The Medicine Buddha: Half an Hour Later

Bhuti Drupon Kunchen opened his eyes at the same moment his favourite novice burst into the cell, making the yak butter lamps sputter and smoke.

‘What is it, Dawa?’

‘I’m going to die, Master.’

Kunchen nodded. ’We’re all going to die, Dawa. That is the nature of things.’

‘No, you don’t understand,’ said the novice, thrusting his hand under Kunchen’s nose. ‘Look. I’ve been bitten by a Salt Mosquito.’

Indeed, the lad had been bitten. He examined the small round weal on the novice’s hand. ‘A Salt Mosquito you say?’ It took all his years of training not to smile when he saw Dawa’s head bob. ‘And because of this bite, you’re going to die?’ Again the earnest head bobbing.

Six years ago, Dawa had been brought to the gompa by his mother. She had thought her eighteen-month-old a reborn lama, because instead of talking he recited prayers. After spending two days with the boy, Kunchen found that indeed little Dawa knew some prayers, but he also knew his mother’s recipe for gong’a momo and that she often called out to her dead husband, cursing him for leaving her all alone with a young child.

‘Do you talk in your sleep?’ he’d asked the mother.

‘Yes,’ the woman had said, wide-eyed. ‘My late husband often complained about it.’

‘Madam, your son is no reborn lama,’ Kunchen told her, ‘but he is indeed blessed with a sharp mind, perhaps with the mind of a future lama. If you agree, I would be glad to admit him and, when he’s old enough, make him a novice.’

Kunchen looked up at Dawa. He had been right about the boy. His mind was sharp and inquisitive, his memory phenomenal. But he was also prone to flights of fantasy, his youthful mind often making connections that weren’t there. He knew from his time teaching the other novices that as Dawa grew older and could better distinguish between right and wrong, these misconnections would diminish. Until then, and to avoid dissuading the boy from practising a skill that would soon benefit him—and the monastery—Kunchen was not prepared to tell Dawa that there was no such thing as a Salt Mosquito.
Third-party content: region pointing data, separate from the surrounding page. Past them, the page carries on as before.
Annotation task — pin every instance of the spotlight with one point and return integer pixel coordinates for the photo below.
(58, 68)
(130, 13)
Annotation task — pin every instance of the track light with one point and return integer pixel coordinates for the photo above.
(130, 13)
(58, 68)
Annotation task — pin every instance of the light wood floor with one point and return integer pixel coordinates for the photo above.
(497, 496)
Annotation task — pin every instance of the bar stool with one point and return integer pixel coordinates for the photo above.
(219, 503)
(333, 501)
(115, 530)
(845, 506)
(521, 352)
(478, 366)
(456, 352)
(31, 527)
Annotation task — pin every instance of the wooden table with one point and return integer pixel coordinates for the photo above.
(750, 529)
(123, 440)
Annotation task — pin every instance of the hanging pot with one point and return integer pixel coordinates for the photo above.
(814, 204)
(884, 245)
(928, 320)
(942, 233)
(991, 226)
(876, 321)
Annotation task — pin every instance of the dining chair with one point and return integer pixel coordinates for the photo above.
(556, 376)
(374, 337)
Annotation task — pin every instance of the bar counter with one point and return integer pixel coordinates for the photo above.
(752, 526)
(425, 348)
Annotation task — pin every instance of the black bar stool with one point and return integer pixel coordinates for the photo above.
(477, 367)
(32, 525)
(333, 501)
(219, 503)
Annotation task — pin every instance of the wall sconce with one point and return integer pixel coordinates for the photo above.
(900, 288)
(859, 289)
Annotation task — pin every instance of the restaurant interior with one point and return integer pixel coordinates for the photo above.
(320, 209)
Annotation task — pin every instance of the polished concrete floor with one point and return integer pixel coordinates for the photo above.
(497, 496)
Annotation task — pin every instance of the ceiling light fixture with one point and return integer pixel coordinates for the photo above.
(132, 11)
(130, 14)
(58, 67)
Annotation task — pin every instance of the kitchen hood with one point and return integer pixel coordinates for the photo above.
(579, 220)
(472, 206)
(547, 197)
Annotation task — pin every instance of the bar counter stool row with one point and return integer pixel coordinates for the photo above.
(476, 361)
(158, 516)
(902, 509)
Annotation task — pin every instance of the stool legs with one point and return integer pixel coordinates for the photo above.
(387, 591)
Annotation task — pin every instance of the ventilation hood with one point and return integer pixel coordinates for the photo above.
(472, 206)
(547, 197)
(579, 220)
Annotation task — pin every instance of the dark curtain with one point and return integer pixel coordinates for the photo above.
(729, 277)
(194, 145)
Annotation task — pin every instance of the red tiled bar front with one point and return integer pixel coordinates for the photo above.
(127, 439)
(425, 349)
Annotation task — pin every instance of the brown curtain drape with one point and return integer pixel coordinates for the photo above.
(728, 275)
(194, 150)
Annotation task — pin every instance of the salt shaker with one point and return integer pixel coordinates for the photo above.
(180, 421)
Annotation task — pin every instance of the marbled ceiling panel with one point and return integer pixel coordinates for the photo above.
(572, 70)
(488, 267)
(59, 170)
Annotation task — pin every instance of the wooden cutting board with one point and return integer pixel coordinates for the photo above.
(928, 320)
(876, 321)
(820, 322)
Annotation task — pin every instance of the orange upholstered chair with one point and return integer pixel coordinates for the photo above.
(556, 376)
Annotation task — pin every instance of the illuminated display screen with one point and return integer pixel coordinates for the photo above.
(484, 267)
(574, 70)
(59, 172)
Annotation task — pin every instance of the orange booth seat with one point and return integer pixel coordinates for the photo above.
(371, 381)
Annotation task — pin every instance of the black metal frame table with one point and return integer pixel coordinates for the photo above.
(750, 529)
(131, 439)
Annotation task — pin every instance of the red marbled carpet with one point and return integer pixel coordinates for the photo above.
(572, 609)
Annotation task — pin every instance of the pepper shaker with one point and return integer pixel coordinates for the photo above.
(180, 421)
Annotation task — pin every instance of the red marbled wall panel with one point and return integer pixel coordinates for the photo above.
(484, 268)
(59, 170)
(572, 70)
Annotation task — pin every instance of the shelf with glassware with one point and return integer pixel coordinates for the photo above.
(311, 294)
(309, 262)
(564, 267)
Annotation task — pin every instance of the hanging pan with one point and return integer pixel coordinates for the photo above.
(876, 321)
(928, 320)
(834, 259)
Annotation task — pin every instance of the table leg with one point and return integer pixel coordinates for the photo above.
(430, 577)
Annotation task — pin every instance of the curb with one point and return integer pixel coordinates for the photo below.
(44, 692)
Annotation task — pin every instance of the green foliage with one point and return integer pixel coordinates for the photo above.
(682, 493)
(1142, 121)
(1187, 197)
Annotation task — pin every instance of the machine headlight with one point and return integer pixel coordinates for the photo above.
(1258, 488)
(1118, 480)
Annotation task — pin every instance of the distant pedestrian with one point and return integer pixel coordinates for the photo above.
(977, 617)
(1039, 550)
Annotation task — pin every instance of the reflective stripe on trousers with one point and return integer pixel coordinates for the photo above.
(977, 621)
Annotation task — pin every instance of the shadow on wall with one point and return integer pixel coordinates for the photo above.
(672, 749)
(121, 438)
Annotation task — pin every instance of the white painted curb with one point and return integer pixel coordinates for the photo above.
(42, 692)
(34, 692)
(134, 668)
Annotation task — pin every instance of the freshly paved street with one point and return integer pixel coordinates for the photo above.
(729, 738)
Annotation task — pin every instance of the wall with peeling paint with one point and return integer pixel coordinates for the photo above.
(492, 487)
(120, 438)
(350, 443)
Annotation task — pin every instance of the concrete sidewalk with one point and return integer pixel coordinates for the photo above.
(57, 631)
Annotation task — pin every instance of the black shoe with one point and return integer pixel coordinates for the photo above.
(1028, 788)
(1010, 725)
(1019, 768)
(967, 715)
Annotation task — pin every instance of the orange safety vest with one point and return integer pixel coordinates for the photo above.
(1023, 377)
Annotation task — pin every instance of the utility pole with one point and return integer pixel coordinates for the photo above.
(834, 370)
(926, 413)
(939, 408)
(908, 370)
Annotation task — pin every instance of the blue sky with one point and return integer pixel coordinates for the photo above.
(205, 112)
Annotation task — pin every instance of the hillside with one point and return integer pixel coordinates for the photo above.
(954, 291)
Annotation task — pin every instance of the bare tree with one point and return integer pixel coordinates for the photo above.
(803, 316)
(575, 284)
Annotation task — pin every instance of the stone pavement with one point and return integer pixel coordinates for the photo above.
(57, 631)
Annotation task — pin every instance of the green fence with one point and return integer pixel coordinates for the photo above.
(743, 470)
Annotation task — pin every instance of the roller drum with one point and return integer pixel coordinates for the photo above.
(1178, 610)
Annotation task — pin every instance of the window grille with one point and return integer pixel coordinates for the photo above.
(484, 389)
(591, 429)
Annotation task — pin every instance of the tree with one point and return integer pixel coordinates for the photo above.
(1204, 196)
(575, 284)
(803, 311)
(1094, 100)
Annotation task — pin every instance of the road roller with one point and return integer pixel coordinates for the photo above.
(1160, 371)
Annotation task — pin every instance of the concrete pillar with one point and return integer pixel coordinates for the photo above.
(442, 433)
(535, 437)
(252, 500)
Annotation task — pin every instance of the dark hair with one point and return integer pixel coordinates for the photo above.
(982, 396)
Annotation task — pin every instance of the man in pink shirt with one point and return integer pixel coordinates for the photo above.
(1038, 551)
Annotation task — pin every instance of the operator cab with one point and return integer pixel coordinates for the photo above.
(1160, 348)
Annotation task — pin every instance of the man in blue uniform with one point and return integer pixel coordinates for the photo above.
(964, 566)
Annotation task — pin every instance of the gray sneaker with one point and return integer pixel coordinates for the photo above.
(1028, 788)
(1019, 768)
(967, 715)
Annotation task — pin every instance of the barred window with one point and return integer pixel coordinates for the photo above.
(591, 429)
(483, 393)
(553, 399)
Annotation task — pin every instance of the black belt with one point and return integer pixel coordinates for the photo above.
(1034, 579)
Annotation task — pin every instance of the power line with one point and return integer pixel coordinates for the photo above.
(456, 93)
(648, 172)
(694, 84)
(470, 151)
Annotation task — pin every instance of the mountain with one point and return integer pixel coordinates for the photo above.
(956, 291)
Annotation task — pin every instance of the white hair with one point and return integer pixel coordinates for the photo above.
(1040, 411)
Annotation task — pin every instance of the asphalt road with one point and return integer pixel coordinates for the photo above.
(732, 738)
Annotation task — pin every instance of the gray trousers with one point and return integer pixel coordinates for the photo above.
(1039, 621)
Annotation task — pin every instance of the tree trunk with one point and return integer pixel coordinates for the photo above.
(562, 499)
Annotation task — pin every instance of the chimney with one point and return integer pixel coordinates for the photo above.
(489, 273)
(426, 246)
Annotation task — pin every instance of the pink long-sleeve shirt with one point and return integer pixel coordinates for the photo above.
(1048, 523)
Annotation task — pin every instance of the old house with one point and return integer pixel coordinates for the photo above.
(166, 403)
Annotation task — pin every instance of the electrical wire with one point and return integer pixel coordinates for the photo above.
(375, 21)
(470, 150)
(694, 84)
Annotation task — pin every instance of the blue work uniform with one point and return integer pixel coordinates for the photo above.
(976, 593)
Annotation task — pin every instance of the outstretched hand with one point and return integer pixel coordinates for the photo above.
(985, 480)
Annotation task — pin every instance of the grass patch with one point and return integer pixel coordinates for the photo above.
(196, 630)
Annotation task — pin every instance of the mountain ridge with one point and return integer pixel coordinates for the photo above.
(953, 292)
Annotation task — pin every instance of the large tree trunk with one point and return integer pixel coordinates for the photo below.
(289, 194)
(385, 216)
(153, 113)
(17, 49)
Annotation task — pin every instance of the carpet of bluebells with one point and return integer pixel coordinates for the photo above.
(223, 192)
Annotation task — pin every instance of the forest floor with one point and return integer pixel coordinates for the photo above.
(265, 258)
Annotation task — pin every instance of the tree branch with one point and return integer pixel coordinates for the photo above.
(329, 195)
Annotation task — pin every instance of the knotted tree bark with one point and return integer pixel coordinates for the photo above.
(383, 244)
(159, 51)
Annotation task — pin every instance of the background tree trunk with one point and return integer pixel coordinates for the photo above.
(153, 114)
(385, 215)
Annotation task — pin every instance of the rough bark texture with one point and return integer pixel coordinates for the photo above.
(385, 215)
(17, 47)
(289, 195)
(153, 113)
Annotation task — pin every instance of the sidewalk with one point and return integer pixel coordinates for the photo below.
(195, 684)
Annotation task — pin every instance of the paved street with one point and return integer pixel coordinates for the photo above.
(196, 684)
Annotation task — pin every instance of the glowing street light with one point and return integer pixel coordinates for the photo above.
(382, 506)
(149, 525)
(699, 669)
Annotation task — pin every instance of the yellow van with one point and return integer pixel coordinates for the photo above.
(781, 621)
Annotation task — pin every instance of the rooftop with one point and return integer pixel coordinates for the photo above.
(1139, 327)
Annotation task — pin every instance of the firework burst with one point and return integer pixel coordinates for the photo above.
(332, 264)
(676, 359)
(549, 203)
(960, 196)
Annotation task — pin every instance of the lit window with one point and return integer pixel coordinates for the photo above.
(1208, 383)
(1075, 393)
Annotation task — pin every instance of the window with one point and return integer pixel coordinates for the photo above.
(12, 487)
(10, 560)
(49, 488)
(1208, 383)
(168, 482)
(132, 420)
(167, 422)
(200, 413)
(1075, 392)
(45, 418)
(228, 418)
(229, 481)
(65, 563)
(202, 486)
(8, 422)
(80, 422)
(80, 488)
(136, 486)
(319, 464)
‘Sit down,’ said Kunchen. ‘Catch your breath and focus your full attention on your breathing.’ He got up and, with his back to Dawa, grinned.

With just four steps, Kunchen reached the far end of his cell and the columns of paper that he jokingly called his library. He lifted the upper third of the fifth column and grunted his satisfaction after locating the strip of scripture he was searching for.

About to tell Dawa to join him, Kunchen stopped himself.

The cell was still. The anxiety that had followed Dawa and made the air vibrate frenetically was gone. Kunchen shivered. Perhaps the boy’s mother was right.

Seated opposite him, Kunchen whispered the boy’s name. ‘Here,’ he said, passing the strip of stiff, creased paper with its blue script to Dawa. ‘Memorise the mantra, then repeat it one-hundred-and-eight times so that the Medicine Buddha’s energy will fill you. After the hundred-and-eighth recitation, you’ll be cured.’

He returned the novice’s bow and watched him shuffle away, Dawa’s attention already focused on the script. Just as he was closing the cell door, Kunchen called out, ‘Walk the pilgrim passageways during your recitation. And when you’re cured, bring back my scripture.’


Dusk: Ninety-Seven Recitations Later

‘What are you doing here?’ Namdon Rinzen asked, when he saw the novice standing on tiptoes to spin a prayer wheel. ‘Didn’t you hear the bell for evening prayers?’ Before the boy could answer, he snatched the strip of scripture from his hand. ‘What’s this?’

‘It’s a mantra that will fill me with the Medicine Buddha’s energy,’ replied the boy, seven years his junior. ‘I have to repeat it one-hundred-and-eight times before I can be cured.’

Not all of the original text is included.